Try to separate the notions of one orbit (around something else) and one self-rotation (own axis). The primary concern of gravity is the former.

The ISS and LEO satellites are so close that gravity makes the orbit dominant; the Earth is also spinning, but not so much that it impacts the duration of one visible pass.

The Moon and Sun are so far that gravity is weak and Earth's rotation is dominant; orbits are still involved, but not so much that impacts the duration of one visible pass.

Effectively, the different distances impact the orbits but not the daily Earth rotation, so the rotation is negligible for close objects and the orbit is negligible for distant objects.

The cross-over point is around 36 Mm (should be around 22500 miles), where the geostationary trick is possible.

Edit: I accidentally a unit.

[ - ] 3Whuurs 1 point 3.0 yearsMay 19, 2022 05:18:30 ago (+1/-0)

The sun passes through the sky because of the earths rotation on its axis every 24hrs, not it’s orbit around the sun.

[ - ] Swej_Ehtsag [op] 0 points 3.0 yearsMay 19, 2022 17:12:00 ago (+0/-0)

How does the moon pass through the sky? It's not a stationary object at the center of the galaxy and it doesn't rotate around since we always see the same side, yet it moves through the sky at roughly the same pace as the sun.

[ - ] cyclops1771 1 point 3.0 yearsMay 19, 2022 10:50:51 ago (+1/-0)

Space is fake and gay

[ - ] s23erdctfvyg 3 points 3.0 yearsMay 19, 2022 02:23:42 ago (+3/-0)

The earths gravity just outside the earth makes satellites stationary, but farther out makes them travel extremely fast

You have it backwards, low orbit satellites travel faster than further out geostationary satellites. Geostationary satellites are still moving, but they revolve around the Earth at the same rate that the Earth spins around its axis. You can see low orbit satellites at night, they look like a star but move across the night sky in a fixed direction at a constant speed.
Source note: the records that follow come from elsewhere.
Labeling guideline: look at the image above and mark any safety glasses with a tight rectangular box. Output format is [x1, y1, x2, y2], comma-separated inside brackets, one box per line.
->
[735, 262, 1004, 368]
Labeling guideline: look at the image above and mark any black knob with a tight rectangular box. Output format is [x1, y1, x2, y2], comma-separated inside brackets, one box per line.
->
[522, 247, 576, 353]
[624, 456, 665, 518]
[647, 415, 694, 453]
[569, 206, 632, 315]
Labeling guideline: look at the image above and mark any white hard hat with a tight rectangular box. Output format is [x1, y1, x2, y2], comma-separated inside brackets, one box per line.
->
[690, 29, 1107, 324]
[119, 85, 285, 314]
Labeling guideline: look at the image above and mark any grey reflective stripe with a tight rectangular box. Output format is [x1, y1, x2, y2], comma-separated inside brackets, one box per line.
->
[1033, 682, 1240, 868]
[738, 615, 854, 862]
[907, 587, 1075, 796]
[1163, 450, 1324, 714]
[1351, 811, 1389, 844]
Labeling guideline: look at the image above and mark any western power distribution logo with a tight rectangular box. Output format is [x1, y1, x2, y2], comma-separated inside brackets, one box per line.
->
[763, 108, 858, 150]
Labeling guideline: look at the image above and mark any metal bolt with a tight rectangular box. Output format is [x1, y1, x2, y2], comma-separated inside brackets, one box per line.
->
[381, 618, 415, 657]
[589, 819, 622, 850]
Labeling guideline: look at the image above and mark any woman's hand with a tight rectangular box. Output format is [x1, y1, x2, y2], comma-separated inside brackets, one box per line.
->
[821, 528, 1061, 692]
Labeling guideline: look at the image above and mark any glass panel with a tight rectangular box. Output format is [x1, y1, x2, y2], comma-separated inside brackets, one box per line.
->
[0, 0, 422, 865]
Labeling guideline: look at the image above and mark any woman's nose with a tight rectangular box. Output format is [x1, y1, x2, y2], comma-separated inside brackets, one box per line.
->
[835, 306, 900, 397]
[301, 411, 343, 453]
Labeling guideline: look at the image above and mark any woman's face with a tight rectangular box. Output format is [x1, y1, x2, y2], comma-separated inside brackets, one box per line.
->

[ - ] Swej_Ehtsag [op] 0 points 3.0 yearsMay 19, 2022 17:08:45 ago (+0/-0)

Aren't the new Elon Musk Starlink satellites low orbit. Wouldn't they have to be mostly stationary in order to work? Also, do any of these mostly stationary satellites ever move slowly in front of the moon, enough that a person could see it?

[ - ] localsal 0 points 3.0 yearsMay 19, 2022 20:39:04 ago (+0/-0)

If starlink was only one satellite, then that satellite would have to "hover" directly over the user to work.

However, Elon is putting hundreds, if not thousands of starlink satellites in orbit - all of them communicating with each other and the ground. The number of satellites makes it possible to be always connected, as there will always be some group of them within line of site.

Direct tv, as an example, would hover over a specific area, and beam back content to the users.

The reason starlinks are so low is because Elon wants the ping time to be very small. A ping time to a direct tv satellite is about 1/4 to 1/3 of a second, and that doesn't work well for internet gaming.